オレはこっから道を外したよなと、サメジが言った。
そのサメジは、暢気にお徳用ピノを食べている。 ふぁさふぁさ重なった包み紙は、さっきまでメロンが二切れ乗っかってた皿の上で、その皿はというと、
『退かせッ、おい、』
『おォう、ホイ。』
『汚すなよ、メシの種を。』
『へいへい。』
ソレはきっかり赤が入った6人分のプリント。 6×5の30枚。 月〜金で毎日一枚、こつこつやったら成績ぐんぐんという、まぁ、ありがちな学習教材の採点が目下、俺の収入源だった。 毎週火曜に50人分250枚、ドカンと送られてくるソレを、翌火曜までに懇切丁寧・個別添削する俺は、今もせっせと励ましのメッセージを執筆中。 そしてその清い労働をボサッと呆けて眺めてるこの馬鹿は、役にも立たない激しい数学白痴だが、どうやら中三数学√の計算でつまずいたらしい。
『中三ッてぇと、高校受験からダメージでかいじゃん。』
『まぁな、そん時から私立文系で決まり。』
『てか、言うほど国語、出来ねぇだろお前。』
『世の中矛盾だらけよ、』
『バ〜カ』
残り215枚のプリントを脇に除け、首を一回転させた俺は、こめかみと目玉をギュギュギュと押さえて揉んだ。 目玉の裏がチカチカした。 一服どうよ? と差し出されるセーラムを咥える。 が、どことなくフェミニンなソレを俺はあんまり好きじゃなかった。
『お前、似合わねぇよな、セーラム、可愛すぎ。』
『ニヒルなパーラメントっちゅう感じか?』
『や、ハイライトとかショッポとか、』
『フジ、お前はオレをわかっちゃいねぇな? カァ〜ッ、√の野郎ッ!』
サメジが言うには、その、因縁の√登場まで、サメジは自他共に認める理数系だったという。 法科の肉体派と呼ばれる今の有り様からは想像もつかないが、親と教師の期待を双肩に 「数学はパズル、テストは娯楽要素のある挑戦」と豪語する、プレエリートのサメジがイニシエの学び舎には存在したらしい。
『物凄い暴落振り。』
『言うな、オレも親もがっかりだ。』
『けど、片鱗すらねぇのはネタか?』
『じゃねぇよ、実録系、洒落ンなんねぇよ、畜生。 思えば小坊ン時、鶴亀だの植木だのとことん駆使してバンバン解いたアレコレを、中学では方程式なんて裏技出しやがって強烈に謀られた気がしたんだが、いやルート、それ以上の腹立たしさ。 まァ腹立ってる内はまだいいとして、次第になんだかムカムカ、苛々、いつしかソレ見るだけで動悸するくらい無視したくなって、』
そりゃ、言い訳だよ と俺は思ったが、でも、サメジは「絶対√で踏み外したのだ」と言い張った。

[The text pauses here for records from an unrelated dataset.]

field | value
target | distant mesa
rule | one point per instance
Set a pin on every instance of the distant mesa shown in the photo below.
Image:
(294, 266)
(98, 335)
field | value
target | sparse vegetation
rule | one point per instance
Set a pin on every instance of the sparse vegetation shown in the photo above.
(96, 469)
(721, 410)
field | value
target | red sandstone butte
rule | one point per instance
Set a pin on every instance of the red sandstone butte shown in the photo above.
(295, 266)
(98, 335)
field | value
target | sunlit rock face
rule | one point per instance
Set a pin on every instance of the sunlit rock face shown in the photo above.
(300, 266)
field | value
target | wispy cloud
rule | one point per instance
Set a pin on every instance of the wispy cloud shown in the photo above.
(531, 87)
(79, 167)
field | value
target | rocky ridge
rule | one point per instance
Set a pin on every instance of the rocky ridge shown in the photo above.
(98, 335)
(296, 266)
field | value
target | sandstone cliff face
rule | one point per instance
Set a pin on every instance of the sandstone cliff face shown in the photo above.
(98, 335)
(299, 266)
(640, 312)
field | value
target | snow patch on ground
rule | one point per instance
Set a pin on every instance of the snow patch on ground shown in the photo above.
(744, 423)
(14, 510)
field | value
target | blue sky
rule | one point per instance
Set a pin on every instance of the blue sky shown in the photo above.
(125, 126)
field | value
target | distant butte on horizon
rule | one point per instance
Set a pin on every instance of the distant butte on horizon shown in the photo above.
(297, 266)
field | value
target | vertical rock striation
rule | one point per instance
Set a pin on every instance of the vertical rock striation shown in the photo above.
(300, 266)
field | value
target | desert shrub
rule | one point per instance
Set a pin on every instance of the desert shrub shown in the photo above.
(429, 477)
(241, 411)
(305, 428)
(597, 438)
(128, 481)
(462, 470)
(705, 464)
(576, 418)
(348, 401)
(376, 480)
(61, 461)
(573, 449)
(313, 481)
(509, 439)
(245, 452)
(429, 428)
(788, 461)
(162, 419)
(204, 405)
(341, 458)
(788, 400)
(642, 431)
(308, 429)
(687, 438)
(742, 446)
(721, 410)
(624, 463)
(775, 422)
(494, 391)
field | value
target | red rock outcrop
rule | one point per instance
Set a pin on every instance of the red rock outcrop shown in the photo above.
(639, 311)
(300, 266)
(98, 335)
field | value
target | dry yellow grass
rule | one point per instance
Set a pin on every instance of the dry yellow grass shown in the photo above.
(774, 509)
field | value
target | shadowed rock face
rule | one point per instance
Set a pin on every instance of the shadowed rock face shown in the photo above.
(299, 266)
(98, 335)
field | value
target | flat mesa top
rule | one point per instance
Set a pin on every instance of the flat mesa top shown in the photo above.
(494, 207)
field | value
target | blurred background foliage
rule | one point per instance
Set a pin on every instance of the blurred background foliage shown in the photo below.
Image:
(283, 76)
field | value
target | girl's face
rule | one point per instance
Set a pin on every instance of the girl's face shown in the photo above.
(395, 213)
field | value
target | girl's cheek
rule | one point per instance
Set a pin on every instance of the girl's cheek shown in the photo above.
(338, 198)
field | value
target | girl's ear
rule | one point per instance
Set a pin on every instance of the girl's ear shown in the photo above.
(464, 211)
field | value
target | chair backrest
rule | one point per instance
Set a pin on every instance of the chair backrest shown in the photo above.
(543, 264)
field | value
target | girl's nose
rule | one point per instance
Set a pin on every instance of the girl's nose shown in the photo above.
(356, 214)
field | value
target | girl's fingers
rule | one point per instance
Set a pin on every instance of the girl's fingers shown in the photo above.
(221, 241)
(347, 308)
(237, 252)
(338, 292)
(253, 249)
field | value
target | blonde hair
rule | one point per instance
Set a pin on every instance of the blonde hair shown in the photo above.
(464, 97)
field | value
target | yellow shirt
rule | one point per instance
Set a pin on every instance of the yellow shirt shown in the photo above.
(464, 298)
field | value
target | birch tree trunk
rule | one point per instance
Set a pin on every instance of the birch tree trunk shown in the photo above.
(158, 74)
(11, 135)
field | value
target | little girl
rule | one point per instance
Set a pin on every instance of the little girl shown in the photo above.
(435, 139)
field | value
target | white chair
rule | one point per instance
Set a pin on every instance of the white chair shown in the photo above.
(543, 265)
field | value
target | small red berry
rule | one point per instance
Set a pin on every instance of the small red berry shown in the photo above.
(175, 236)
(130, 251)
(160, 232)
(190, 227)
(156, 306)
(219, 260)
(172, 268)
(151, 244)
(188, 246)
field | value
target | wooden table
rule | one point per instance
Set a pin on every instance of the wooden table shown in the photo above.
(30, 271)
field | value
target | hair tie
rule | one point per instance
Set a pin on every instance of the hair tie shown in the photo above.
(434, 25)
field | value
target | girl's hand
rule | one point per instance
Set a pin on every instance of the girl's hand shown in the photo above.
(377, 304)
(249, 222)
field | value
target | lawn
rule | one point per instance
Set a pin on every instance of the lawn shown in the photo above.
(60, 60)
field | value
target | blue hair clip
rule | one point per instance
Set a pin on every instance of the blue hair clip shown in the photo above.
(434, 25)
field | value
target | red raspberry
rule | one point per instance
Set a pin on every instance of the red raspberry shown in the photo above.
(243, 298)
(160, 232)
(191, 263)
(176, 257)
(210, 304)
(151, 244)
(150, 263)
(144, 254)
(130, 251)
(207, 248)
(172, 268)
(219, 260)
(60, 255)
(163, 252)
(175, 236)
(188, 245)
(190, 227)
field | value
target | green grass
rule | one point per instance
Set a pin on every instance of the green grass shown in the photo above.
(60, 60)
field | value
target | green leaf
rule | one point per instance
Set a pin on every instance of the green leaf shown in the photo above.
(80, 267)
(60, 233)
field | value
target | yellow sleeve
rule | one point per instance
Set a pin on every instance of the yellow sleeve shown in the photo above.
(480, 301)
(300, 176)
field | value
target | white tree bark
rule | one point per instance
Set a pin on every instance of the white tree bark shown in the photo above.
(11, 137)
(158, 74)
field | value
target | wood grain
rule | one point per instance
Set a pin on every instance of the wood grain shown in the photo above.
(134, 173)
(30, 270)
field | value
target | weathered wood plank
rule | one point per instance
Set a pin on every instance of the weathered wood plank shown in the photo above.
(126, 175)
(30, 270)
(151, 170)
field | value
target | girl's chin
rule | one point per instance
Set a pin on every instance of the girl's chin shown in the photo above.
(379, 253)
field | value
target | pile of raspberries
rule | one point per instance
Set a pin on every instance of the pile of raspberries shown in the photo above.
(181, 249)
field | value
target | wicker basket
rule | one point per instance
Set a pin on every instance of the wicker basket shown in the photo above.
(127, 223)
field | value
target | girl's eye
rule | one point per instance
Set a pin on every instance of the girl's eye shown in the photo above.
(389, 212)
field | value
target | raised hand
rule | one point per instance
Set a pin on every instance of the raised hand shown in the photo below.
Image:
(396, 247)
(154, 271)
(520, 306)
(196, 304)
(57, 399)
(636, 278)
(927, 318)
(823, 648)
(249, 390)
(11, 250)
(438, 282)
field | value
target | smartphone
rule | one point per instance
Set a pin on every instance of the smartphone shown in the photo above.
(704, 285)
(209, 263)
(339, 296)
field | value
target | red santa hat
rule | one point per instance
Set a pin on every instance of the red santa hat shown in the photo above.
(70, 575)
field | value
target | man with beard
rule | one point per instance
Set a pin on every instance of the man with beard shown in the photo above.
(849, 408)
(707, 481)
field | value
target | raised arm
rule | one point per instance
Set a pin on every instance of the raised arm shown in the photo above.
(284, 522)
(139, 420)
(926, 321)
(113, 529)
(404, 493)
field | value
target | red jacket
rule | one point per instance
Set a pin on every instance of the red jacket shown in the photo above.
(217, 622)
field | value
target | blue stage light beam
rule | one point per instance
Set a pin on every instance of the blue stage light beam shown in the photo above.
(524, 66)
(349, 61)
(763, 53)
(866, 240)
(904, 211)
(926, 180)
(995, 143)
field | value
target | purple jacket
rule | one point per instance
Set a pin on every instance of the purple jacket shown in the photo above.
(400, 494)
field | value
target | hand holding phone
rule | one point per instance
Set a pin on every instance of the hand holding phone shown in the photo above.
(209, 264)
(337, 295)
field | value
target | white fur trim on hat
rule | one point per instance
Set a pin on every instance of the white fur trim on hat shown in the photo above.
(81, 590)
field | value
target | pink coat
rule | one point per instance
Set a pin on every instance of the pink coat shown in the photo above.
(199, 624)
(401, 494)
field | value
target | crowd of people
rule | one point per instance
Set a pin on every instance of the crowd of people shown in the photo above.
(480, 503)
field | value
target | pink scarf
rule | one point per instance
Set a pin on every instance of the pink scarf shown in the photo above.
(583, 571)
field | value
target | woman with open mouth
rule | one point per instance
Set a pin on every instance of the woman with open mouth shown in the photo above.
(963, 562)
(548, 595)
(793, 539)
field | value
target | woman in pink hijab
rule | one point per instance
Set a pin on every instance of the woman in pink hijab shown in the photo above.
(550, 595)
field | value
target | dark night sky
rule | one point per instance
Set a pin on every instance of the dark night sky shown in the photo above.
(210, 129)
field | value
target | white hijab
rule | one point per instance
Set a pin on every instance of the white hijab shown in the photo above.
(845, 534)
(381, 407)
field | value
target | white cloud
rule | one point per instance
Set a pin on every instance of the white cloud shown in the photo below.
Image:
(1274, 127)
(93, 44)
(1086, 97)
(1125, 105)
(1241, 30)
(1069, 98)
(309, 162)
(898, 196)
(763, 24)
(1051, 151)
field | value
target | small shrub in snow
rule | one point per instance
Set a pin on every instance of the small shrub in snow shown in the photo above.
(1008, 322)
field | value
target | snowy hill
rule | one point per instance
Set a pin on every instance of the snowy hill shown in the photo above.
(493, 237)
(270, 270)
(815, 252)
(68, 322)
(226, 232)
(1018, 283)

『関数とかのがヤじゃねぇか? たかがルート、そんで転落かい?』
『けどなぁフジ、コレが不思議でなぁ、√4=2、な? こんなな2の二乗でイイじゃん、けどルート。 理屈はわかるけどなんか、わかんねぇんだよ。 ソレがオレにも解せないまま、算数白痴への道を四速でGO!! それまで出来てた事すら出来なくなって、ま、そんでもイイかと今に至る順応性の高いオレ。』
『ダメじゃん、』
イイって事よ、とサメジが伸びをした。 Tシャツの肩がグイと盛り上がる。
―― ナオ〜、それじゃ出掛けるからぁ、
階下でお袋の声。 壁時計は3時。 お袋は駅前のスクールで、スウェーデン刺繍を習っている。
『さてと、』
伸ばされた腕に引き寄せられ、「さてとじゃねぇだろう?」と開いた口の中、アイスばっか喰ってた舌がひんやりと進入した。 肉体派のサメジのソレは、バニラとチョコの味。 似合わねぇ。 ズズズとテーブルがずらされて、俺たちの間にはもう、何もない。
『理数系なら良かったのに。』
『オレぁ、コンで大満足よ。』
『重てぇんだよ、』
『ジキに気になんねぇって。』
月初め、俺は小柄で華奢な後輩と付き合ってた。 なのに、なのに、今やデカイ・ゴツイ・野郎のサメジにこうして圧し掛かられている。 しかもそれを、吝かでなく思っているこの不思議。 踏み外した? いや、つまり転機ってヤツだろう。 こうなるべく方向を戻した、運命の切っ掛け。
『・・・・・・ ルート、』
『ン?』
『いや、何でもねぇよ』
順応性の高い俺たちは、昼下がり、二時間弱のフシダラを愉しむ。